No entanto, devido à falta de provas, o caso foi arquivado em 2015, sem nunca ter apontado um suspeito.

Carolina critica a investigação da polícia. "A gente lutou muito pro caso vir aqui pra São Paulo, pra DHPP, porque não tivemos respaldo nenhum da polícia de lá, de Campinas", disse.

Muito pelo contrário, parecia que a gente era a família do assassino. Carolina Sena Pellegrini

Para Carolina, faltou cuidado nas horas seguintes ao crime, primordiais para desvendar quem foi o culpado. "Um crime tão gravado, tinha fotógrafo do meu irmão, tinha tudo. Eles [polícia] não deram a mínima atenção, porque não pensaram que ia repercutir tanto, que o Daniel era tão famoso, para eles era só mais um MC, só mais um 'faveladinho', só mais um menino que veio da periferia".

Ela lamenta não saber informações básicas, como o calibre da bala que matou o irmão, e a ausência de suspeitos.

A família chegou a contratar uma investigação particular, também sem sucesso.

Apesar da falta de respostas até hoje, ela diz não descartar nenhuma possibilidade: "Não acho que tenha sido um crime passional. Se foi, tudo bem.

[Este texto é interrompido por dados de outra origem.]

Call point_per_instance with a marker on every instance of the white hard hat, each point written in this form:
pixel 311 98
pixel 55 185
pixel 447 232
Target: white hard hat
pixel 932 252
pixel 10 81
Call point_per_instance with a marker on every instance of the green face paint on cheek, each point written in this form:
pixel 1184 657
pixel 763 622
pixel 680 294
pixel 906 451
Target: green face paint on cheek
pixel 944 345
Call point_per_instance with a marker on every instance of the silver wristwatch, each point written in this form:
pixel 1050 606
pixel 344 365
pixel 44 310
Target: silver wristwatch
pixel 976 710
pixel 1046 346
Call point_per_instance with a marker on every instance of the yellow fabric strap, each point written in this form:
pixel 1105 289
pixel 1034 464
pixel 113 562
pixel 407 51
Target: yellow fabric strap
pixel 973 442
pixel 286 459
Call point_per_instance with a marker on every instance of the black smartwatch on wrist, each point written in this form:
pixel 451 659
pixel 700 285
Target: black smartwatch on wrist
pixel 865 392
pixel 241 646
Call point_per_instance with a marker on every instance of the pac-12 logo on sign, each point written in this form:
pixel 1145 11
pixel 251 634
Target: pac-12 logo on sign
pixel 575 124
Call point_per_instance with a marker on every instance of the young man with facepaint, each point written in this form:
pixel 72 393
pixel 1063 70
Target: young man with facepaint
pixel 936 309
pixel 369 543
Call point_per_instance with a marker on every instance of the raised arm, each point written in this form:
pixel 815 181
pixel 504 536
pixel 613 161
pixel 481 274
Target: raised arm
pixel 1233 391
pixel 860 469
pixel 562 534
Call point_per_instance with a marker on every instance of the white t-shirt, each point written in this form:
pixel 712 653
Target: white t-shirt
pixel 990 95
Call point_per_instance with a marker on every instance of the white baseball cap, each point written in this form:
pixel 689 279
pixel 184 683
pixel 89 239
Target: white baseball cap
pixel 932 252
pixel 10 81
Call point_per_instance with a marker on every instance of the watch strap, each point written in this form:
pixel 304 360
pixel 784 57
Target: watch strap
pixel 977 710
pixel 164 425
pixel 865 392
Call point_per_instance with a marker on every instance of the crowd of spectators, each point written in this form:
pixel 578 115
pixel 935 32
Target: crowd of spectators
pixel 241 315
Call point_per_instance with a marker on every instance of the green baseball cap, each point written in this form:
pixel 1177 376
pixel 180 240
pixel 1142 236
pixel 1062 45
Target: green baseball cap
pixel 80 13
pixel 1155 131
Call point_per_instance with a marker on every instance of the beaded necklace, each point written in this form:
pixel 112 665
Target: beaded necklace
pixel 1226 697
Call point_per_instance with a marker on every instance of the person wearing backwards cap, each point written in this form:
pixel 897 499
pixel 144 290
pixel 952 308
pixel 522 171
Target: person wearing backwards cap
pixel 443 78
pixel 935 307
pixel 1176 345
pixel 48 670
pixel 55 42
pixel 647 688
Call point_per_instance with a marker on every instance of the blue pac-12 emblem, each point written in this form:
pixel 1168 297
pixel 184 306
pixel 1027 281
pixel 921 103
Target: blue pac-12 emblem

A gente só queria saber quem foi e o porquê foi".

Isso que é triste, não vai trazer o Daniel de volta, mas a sensação de impunidade é muito pior. A gente é o mais interessado, a gente corre atrás até hoje, a gente tenta de todas as formas reabrir o caso, mas eles veem que não tem muito o que fazer, porque é tudo muito vago. A gente nem sabe nem por onde começar, e nem a polícia sabe. Carolina Sena Pellegrini

Splash tentou contato com o delegado Rui Pegolo, mas a reportagem foi informada que ele estava de férias. A SSP-SP (Secretaria de Segurança Pública de São Paulo) enviou nota:

"O caso foi investigado pelo Departamento de Homicídios e Proteção à Pessoa (DHPP), sendo o inquérito relatado e remetido ao Poder Judiciário em 28 de dezembro de 2015. Em julho de 2020 a família da vítima pediu reabertura do inquérito, no entanto, como não foi apresentada nenhuma nova informação ao fato, a solicitação foi indeferida pelo Poder Judiciário".

10 anos sem Daleste

Carolina, que já havia perdido a mãe na adolescência, também vive o luto recente pela morte do marido, Rodrigo, vítima de um acidente de moto. "Eu tomo remédios muito fortes por conta de tudo que aconteceu. Não é fácil. Isso desestruturou minha família num grau, o que já não era bom, ficou ainda pior".

Se passaram 10 anos, mas para mim parece que foi ontem. Vai passar 20 anos, para mim a dor continua a mesma.

Música

O artista vivia o auge do sucesso quando foi assassinado. Daleste, cujo nome artístico fazia referência à zona Leste de São Paulo, era um expoente do funk ostentação, gênero que surgia à época. Suas letras eram, em maioria, sobre dinheiro, marcas de roupa, carros, bebidas, joias e mulheres.

Deu início à carreira em 2008, incentivado pelo irmão, Rodrigo. Chegou a ser criticado pela música "Apologia", em que dizia "matar polícia é nossa meta".

"Às vezes não é muito gostoso de se ouvir, mas é a realidade, né?", diz Carolina. "Ele pesou a mão em alguns momentos, eu também não tava de acordo, com algumas letras que eles fizeram, mas fazer o quê, né? São meninos que viam coisas, e, muitas vezes, revoltados com o que viam, cantaram isso".

Entre seus principais hits estão as músicas "Gosto Mais do Que Lasanha", "Mais Amor, Menos Recalque" e "São Paulo".